Sin embargo, es la Edad Media la que dejó una marca más profunda en la identidad de Bronchales. La Ermita de Santa Bárbara, construida en el siglo XIV, es uno de los monumentos más representativos de este periodo. Situada en la zona más elevada del pueblo, esta edificación no solo tiene un gran valor arquitectónico, sino que también ofrece una panorámica impresionante de los alrededores. Además, el pueblo forma parte del famoso Cantar de Mio Cid, lo que le otorga una relevancia histórica adicional. A lo largo del recorrido por sus calles empedradas, se pueden apreciar varios elementos arquitectónicos de estilo medieval que evocan su pasado de fortificación y defensa.

Un destino de senderismo 

El principal atractivo de Bronchales, sin duda, es su entorno natural. Rodeado por los vastos pinares de la Sierra de Albarracín, el pueblo es uno de los destinos más apreciados por los senderistas. Los bosques de pino negro que rodean la localidad son algunos de los más extensos y densos de Europa, lo que convierte las rutas de senderismo en una experiencia envolvente y plena de serenidad. Durante el recorrido, es posible contemplar una rica flora, donde los acebos, enebros, endrinos, flores silvestres, y zarzamoras se mezclan entre los pinos, ofreciendo un paisaje de gran diversidad. Además, los paseantes pueden disfrutar de la compañía de la fauna local, como ciervos, corzos, jabalíes y zorros, y también de aves rapaces que surcan los cielos de la zona, como águilas y buitres.

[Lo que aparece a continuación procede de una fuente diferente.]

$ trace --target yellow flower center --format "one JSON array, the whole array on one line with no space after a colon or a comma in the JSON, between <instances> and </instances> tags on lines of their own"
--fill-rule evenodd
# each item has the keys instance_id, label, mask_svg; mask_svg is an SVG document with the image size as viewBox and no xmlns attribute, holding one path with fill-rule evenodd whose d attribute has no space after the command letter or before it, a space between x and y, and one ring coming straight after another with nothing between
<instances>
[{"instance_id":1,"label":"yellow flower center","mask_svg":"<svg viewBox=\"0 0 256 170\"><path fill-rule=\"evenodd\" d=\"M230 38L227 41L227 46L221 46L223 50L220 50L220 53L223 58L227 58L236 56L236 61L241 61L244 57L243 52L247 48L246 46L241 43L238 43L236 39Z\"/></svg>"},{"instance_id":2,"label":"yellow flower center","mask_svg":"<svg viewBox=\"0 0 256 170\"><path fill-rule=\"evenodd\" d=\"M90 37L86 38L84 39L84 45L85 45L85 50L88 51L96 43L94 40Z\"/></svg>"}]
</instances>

Las rutas de senderismo que parten de Bronchales permiten explorar las montañas y los paisajes de la sierra, acercándose a las más de 60 fuentes naturales que salpican la comarca. El sonido del agua, junto con el frescor del aire y la sombra de los árboles, crean una atmósfera única que invita a disfrutar de la naturaleza en su estado más puro. A lo largo del camino, es frecuente encontrarse con arroyos que cruzan el paisaje, haciendo de cada caminata una experiencia más refrescante y agradable.

A pesar de la creciente popularidad del turismo de naturaleza, Bronchales ha logrado mantener su esencia, preservando sus tradiciones y su ritmo de vida tranquilo. Esto lo convierte en un lugar ideal para aquellos que buscan desconectar y disfrutar de una experiencia auténtica, alejada de las multitudes. El ambiente relajado y la cercanía con la naturaleza hacen de este destino un lugar perfecto para pasar unos días de descanso o para practicar deportes al aire libre como el senderismo, la observación de aves o la micología.